Theres a guy in my unicycle club, and unicycle HOCKEY club, whos 60. Hes kool. He looks about 35. I’ll try and get a pic of him (if its ok with him). Wen we play gladiators, he nearly always wins. Hes SO strong. LOL
it’s never too late to have a happy childhood! (or a good morning)
i suspect the balance issue may be linked to deterioration of the ears
they are vital to balance and as they go, your ability to experience a sense of balance will decrease, let alone the ability to correct it
i’ve read about a 91 year old unicyclist on this forum
a search will get u the rest of the story (including the fact that he learnt last year!!!)
i see a gentleman of around 60 at our climbing gym regularly
i’ve taken a leaf from his stretching book
it was interesting to c the comment about the 75yr old unicyclist doing a lot of stretching
it is so beneficial and we should really be doing more of it before we ride
all of us
u 2 yoopers
most of us wont go out without strapping on our safety equipment
consider stretching to be safety equipment for your muscles
if u truly strive for a loooooong uni’ing career, start stretching today and if u have time to fit in a yoga class once or twice a week, good on u
i shave my noggin on a daily basis and have taken to getting out of bed, sitting on the floor and stretching while shaving me head with an electric razor
there is always time, u’ve just got to look for it
One of my basic goals in life is to ride a unicycle on my 100th birthday. A big part of this is the committment to reach the 100th birthday, and if I can get on and still ride a unicycle, that’ll be icing on the cake.
USA founder Bill Jenack can be seen in the “Unicycle” video, deftly riding his old 50+ pound wagon wheel unicycle with perfect control at around age 63.
There was a gentleman from Phoenix at NAUCC who is 92 and rides. I regret not getting a chance to meet him (or see him ride). I did see him; he didn’t look 92.
Same is true for the woman I photographed (visible somewhere in my NAUCC or UNICON photos), who is reportedly 70+, but again doesn’t look it.
I think the two main factors in physical ability when you get older are genetics, and fitness. If you stay active as you age, I’m sure you will be better prepared to do things, including falling down. The high incidence of injury for older people in falls probably has a lot to do with lack of fitness, so people fall more clumsily than they would otherwise.
Genetics is something you either have or you don’t. So don’t cry about it, hedge your bet by staying in shape.

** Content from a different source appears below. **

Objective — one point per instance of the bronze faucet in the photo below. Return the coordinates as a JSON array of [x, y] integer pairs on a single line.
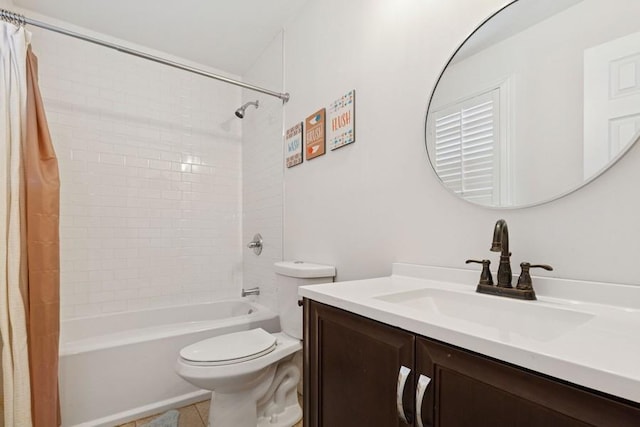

I can believe the assertion that balance fades with age, though I don’t know if the person who mentioned it has any evidence of this, or if it’s just a “feeling.” Since people lose their sense of taste and other senses, it can easily happen that your inner ear system’s signaling can deteriorate. How much this affects you probably goes back to the genetics thing.
If I ride regularly throughout my life, it should be easy enough to still ride a unicycle on any day for the rest of my life, or at least until my body can no longer handle the exertion. May that day not come for a long, long time for any of us!